Maybe cow’s milk is best left to the baby cow’s. And yes, some people feel really horrible when they drink milk. Maybe milk in some countries is full of hormones and other junk (but not in all dairy-consuming countries! Besides, that’s a whole other can of worms I’m not here to open right now!). Maybe milk is destroying your health… or not. OR maybe milk is a wonder food, full of good nutrition and protein and calcium, etc. Reading this article though made me realise that it’s a bit more complicated than any of those individual arguments.
In fact, it seems some people developed a remarkable, even revolutionary, ability to utilize a new food source, one that they could take with them wherever they travelled, one that could sustain then in harsh climates where crops were more limited or during famines where crops failed, one that provides extremely valuable nutrients and a pretty efficient and renewable form of protein. As a dairy lover of northern European extraction, I think that’s all pretty great. I also know that milk is not an ideal food for many people and it is perfectly possible to be healthy and well nourished without it.
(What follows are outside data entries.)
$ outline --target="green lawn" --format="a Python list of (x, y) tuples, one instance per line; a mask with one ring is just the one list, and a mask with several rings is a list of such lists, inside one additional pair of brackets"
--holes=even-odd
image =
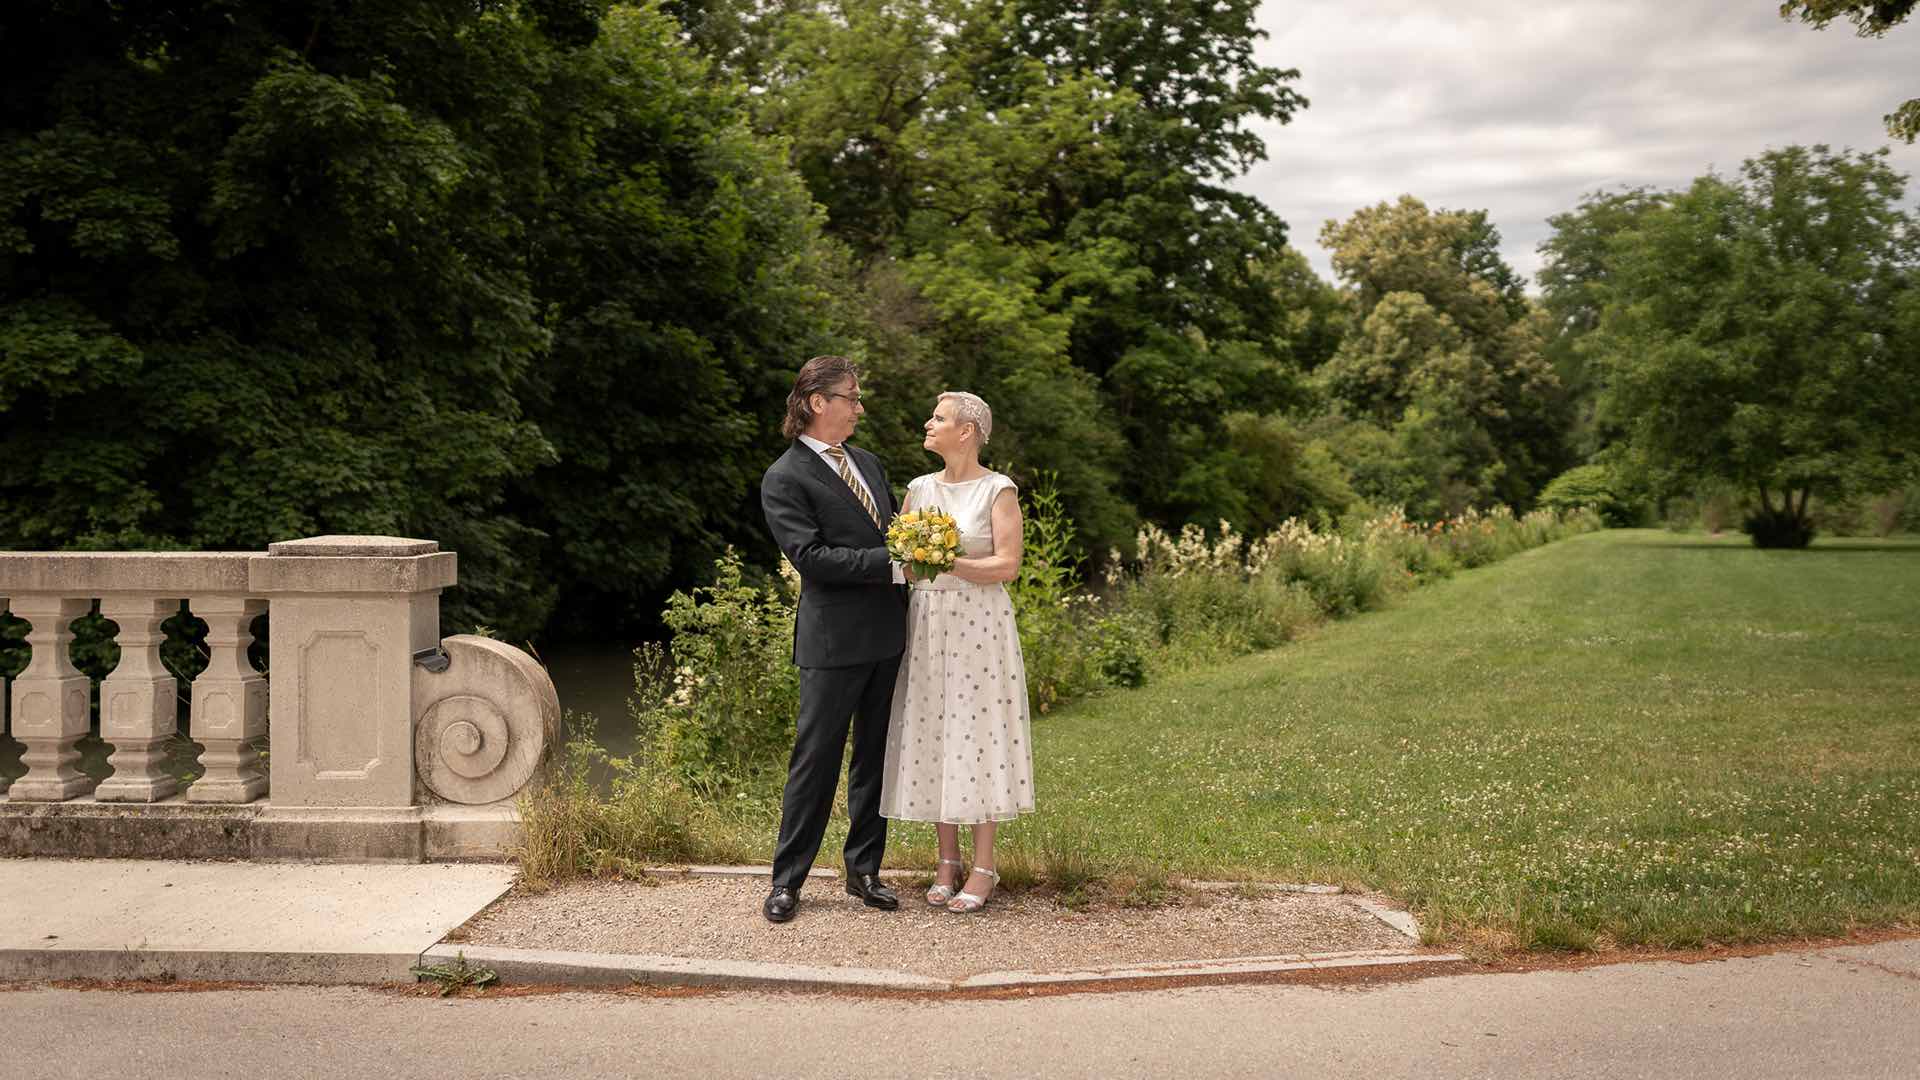
[(1492, 949), (1916, 926), (1920, 542), (1589, 534), (1034, 743), (1043, 865), (1362, 886)]

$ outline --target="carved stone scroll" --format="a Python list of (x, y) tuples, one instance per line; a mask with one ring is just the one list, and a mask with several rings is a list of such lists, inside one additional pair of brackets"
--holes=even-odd
[(413, 672), (414, 770), (435, 795), (510, 798), (560, 739), (560, 696), (526, 653), (467, 634), (441, 642), (448, 665)]

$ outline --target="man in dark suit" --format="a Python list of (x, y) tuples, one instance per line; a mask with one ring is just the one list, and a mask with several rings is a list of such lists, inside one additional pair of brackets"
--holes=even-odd
[(800, 716), (780, 803), (773, 891), (763, 906), (771, 922), (786, 922), (799, 907), (827, 830), (849, 720), (847, 892), (868, 907), (900, 905), (880, 883), (887, 846), (880, 773), (906, 648), (905, 578), (887, 557), (886, 525), (898, 507), (886, 470), (879, 458), (845, 445), (864, 413), (851, 360), (807, 361), (787, 395), (785, 432), (793, 445), (760, 478), (767, 528), (800, 572), (793, 628)]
So why on earth am I rambling on and on about this milk thing anyway? I’ll tell you why!
It’s just one rather small-scale example of how easy it is to think our opinions are absolutely right. It is the easiest thing in the world to think that our personal experience and knowledge encapsulate the Real Truth, and everyone else is living in various levels of ignorance and disinformation and sometimes even malicious stupidity! And all the while, those ‘wilfully ignorant’ people are probably labelling us with those very same personality flaws!
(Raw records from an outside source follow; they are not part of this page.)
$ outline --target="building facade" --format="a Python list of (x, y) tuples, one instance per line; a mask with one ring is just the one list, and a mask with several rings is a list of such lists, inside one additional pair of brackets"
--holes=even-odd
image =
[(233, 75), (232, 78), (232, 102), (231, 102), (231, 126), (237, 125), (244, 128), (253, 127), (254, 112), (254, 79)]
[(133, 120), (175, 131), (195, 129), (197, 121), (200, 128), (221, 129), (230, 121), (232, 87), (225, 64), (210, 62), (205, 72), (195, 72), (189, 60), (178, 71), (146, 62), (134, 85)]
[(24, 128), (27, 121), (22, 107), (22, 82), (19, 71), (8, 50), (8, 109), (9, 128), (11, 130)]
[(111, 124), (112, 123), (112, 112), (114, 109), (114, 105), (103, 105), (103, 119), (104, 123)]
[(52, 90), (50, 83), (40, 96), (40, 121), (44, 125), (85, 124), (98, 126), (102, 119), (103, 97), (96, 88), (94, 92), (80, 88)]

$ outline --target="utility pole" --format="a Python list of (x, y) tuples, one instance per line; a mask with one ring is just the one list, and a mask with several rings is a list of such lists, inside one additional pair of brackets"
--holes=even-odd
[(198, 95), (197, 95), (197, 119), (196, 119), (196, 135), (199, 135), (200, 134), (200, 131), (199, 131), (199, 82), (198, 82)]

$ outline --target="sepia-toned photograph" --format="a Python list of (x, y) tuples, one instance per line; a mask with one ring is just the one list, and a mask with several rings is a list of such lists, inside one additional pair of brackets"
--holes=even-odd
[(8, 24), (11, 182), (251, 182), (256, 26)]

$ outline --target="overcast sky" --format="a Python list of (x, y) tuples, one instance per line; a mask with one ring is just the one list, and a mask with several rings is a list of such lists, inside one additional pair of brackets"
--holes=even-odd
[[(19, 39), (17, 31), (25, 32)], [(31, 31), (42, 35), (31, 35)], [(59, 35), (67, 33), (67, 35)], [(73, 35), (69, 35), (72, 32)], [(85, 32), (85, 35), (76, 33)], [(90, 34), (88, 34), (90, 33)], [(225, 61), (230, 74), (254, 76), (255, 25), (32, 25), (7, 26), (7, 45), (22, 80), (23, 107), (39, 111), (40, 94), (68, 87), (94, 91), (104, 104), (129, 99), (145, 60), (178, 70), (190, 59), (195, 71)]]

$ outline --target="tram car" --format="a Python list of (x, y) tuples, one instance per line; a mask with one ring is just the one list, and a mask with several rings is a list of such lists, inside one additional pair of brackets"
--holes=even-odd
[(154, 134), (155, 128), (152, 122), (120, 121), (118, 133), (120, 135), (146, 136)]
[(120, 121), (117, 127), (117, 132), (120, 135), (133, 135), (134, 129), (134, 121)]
Maybe the key things to remember are that there is very likely at least a tiny grain of truth in everyone’s opinions, and it is always conceivable that we could, at least partially, be wrong. The universe is a complex place and as we go through life we are constantly gathering new information. There’s not one Truth but many. Maybe, in those moments of annoyance and feeling superior, we can take a deep breath, find our sense of humour and just try to find a little space between the solidity of our thoughts for a new way of thinking. Maybe, when we are so certain we are right and someone else is wrong, we can remind ourselves, perhaps it’s all just a bit more complicated than that.